A continuation of the 30 day writing challenge.
Day 17: A magic trick involving cards has gone horribly wrong. What are the consequences?
There’s an unwritten rule among the kids where I lived and I’m sure it still exists. Merely stating be careful what you wish for. While the rule may seem tedious, the origins of this is slightly more interesting, the story behind it exceeds all scientific possibility. The town I grew up in was riddled in mystery, surrounded by stories. One lore states that if a person pure of heart believes anything strong enough, it will come true. Almost like a wish. I tempted fate once when I was a boy.
In my youth, I was particularly fond of magic. It inspires an odd sense of hope. There’s such a childlike wonder to it. One trick especially was the disappearing act. I never saw a trapdoor or cheap tricks; it was simple as someone was there and the next second by some divine miracle, they no longer were. Magic.
My best friend at the time, probably the best friend I’ve ever had. A better friend than any I’ve made even into my adult years. A girl named Reina. That wasn’t her real name however, again there is another story. This story like all others entwine into each other so I must bore you with some details.
Her real name was Olivia but she hated being called that. I remember I called her Reina once and immediately got shy. She looked at me confused and I felt such a strong urge to explain myself. “My mum read me a story about a strong princess who ran away with a knight. Her name was Reina which meant queen. So even if she wasn’t the queen of that kingdom she was a queen by name. That’s what my mum said at least. It just reminds me of you. You’re Reina.” She looked sad when I told her because there were tears in her eyes. She put her hands on my face and looked at me in the eyes. “You truly are an Angel.” Now would be a good time to mention that my eccentric parents named me Angel. She kissed my forehead and we proceeded to play like we always did. Shortly after that event the name stuck and everyone called her Reina.
We were pretty much inseparable. Other kids in our class would laugh at me when I expressed such high praise for the magical arts, but not her. She would encourage it and frequently reinforce it. Remind me why I loved it. She made sure no one laughed at me.
At that age, I never knew why she would never want to go home. Or why she had bruises on her body. I never understood why sometimes she would flinch when anyone came close to her. At that age, all I thought was that her life was cool because she never had a curfew so she could spend all day playing with me. She would spend days on end at my house. I understand it now. But it’s too late.

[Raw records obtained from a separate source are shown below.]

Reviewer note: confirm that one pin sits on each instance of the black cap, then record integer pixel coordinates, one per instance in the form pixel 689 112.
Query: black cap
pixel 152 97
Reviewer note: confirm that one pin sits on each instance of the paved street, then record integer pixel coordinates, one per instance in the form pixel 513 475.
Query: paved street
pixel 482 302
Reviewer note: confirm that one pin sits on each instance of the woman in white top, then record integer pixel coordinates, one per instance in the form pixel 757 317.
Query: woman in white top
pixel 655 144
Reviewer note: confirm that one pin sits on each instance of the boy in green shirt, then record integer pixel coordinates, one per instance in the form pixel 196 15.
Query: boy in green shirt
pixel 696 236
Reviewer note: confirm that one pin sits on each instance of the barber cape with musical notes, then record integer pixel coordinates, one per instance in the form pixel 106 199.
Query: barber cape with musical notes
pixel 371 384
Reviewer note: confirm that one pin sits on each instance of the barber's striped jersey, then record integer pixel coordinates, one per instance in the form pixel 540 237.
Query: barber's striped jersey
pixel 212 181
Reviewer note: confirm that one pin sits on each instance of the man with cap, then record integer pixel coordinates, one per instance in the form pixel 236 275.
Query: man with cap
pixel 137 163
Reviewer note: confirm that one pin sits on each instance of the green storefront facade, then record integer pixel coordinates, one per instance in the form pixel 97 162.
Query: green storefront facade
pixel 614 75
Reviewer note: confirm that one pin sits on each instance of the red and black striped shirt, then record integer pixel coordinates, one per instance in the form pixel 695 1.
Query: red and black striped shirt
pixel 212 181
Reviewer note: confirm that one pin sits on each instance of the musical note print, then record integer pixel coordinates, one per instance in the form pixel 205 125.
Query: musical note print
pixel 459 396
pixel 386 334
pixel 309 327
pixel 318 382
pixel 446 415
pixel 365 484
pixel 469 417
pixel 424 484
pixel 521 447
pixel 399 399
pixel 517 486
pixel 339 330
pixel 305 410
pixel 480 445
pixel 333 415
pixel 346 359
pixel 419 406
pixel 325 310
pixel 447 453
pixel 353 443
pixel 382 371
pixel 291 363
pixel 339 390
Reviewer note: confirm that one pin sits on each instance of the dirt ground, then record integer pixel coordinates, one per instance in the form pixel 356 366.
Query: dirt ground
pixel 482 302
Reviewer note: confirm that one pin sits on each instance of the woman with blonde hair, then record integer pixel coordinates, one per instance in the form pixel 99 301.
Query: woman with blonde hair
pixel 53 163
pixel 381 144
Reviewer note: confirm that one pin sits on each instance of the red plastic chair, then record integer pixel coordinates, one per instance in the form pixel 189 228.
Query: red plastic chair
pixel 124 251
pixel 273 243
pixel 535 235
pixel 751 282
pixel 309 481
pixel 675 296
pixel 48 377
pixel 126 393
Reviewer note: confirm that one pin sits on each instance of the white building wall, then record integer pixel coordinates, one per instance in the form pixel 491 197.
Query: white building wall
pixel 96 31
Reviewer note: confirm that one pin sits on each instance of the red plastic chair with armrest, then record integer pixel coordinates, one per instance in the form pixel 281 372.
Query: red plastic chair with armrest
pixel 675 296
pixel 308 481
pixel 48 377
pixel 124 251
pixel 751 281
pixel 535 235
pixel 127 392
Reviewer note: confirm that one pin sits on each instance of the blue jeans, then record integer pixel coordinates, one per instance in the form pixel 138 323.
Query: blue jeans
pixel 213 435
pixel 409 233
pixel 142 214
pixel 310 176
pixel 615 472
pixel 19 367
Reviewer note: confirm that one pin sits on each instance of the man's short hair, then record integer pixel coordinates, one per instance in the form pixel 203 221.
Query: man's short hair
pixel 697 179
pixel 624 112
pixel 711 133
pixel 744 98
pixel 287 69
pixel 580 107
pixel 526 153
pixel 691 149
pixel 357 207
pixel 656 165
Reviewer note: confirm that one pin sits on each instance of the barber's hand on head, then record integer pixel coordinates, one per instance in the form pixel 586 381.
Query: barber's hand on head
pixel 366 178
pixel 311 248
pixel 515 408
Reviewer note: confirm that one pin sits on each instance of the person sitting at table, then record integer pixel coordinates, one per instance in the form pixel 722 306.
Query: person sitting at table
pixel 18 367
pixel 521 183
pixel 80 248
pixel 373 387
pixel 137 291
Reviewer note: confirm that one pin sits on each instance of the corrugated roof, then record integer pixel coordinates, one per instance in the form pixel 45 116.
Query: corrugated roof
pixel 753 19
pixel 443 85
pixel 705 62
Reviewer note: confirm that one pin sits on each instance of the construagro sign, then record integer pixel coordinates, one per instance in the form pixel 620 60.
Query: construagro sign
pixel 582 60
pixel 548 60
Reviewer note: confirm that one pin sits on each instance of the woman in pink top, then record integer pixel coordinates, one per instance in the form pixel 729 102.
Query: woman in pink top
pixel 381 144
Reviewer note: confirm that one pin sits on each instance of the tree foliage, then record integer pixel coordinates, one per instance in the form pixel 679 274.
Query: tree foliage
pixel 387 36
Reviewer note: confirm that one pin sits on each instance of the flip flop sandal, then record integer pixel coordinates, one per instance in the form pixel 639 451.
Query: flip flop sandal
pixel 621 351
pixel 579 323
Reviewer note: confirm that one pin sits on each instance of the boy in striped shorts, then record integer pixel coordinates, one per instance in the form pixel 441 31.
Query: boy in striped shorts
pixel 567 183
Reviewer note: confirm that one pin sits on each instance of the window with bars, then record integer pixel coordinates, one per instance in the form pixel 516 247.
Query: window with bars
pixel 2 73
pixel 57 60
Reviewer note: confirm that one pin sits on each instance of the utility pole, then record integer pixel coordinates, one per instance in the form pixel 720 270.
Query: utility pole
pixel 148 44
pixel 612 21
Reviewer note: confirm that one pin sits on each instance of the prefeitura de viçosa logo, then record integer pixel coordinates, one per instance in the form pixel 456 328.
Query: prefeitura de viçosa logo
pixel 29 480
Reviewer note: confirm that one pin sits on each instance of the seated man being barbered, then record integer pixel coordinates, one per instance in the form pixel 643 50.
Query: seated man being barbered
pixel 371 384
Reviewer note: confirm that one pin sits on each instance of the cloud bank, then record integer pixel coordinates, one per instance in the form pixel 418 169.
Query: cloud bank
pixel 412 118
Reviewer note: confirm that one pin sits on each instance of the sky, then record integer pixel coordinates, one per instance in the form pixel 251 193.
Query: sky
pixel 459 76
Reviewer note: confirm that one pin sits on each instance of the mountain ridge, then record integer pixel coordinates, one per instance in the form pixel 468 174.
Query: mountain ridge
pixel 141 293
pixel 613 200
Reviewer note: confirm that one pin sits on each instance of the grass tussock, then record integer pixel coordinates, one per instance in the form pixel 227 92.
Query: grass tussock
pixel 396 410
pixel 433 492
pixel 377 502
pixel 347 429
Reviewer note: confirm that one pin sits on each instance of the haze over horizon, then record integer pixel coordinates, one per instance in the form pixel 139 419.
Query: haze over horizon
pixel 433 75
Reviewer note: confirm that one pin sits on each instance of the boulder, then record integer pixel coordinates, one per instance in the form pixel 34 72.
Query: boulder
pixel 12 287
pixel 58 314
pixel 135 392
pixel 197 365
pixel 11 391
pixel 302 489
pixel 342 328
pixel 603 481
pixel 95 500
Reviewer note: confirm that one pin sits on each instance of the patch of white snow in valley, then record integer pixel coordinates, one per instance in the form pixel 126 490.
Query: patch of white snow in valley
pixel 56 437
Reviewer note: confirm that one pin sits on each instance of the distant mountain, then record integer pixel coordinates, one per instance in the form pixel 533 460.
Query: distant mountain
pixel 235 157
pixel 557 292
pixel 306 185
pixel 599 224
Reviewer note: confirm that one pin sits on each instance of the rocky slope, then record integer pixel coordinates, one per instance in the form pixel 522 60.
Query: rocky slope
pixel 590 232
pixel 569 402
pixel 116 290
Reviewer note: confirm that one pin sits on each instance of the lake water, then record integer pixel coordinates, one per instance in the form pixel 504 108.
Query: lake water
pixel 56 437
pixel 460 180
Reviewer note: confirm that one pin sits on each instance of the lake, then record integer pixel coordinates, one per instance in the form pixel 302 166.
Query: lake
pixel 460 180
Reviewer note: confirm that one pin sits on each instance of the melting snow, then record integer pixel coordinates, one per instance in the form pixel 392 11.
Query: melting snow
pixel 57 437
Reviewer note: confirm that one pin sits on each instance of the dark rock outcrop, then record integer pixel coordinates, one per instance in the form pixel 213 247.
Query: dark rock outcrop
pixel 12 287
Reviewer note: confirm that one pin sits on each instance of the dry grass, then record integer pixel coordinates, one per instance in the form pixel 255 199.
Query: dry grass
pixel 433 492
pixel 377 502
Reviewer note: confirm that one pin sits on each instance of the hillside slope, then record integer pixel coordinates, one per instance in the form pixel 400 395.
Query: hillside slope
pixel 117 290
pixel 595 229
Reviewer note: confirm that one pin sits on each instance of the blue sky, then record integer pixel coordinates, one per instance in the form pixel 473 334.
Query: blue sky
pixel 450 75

She was my partner in crime and on occasion my lovely assistant. The most notable case, and the last time she ever was, was the winter of 2000. We were 11 and we were prepared for the school’s talent show. I remember being so nervous. My friend sensed my nerved and had a knack for soothing me. Reina said, “I believe in you.” With that my nerves calmed. “Believe in me but the magic is trick. We’ve gone over it.” She simply smiled. “Remember the story that if you believe strong enough anything can come true. Like Peter Pan and fairies. Believe in the magic.”
The show started. It was a mashup of offkey singers and out of time dancers. We were the last kids to go on, not for our talent but because we were the only act that was different. It went as practised, we did our card tricks without a hitch. Pulled a coin out from behind unsuspecting audience members ears. Turned water into ice immediately. Made a ring defy gravity by going up a string. Finally, time for my big finish: make a person disappear.
We had it planned. There was a small space directly underneath the stage where Reina could hide, almost like a trapdoor where we could put the box with a false bottom. She walked in the box with a large smile on her face. Her face shone every time the audience would clap. She whispered to me just as I closed the door, “this is the happiest day of my life. Thank you for being my best friend.”
Upon hearing those words, I shouted, “Reina is my best friend and I love her.” The door was closed but I was sure she could hear me. The big reveal to the audience which showed she had disappeared resulted in a massive round of applause. I just imagined how happy she would be to hear it. The finale should have shown Reina reappear. Should have. “Now ladies and gentlemen. I need some help to get Reina back. Reina. Reina.” I made motions to encourage them to chant. Now everyone was chanting Reina’s name. Kids that would ridicule us and even the teachers who knew of the trick. I saw my parents. However, there was no sign of Reina’s parents. I opened the door to reveal Reina. But she wasn’t there.
I dropped to the floor and removed the false bottom. The space was empty. There was no sign of Reina. She had truly disappeared.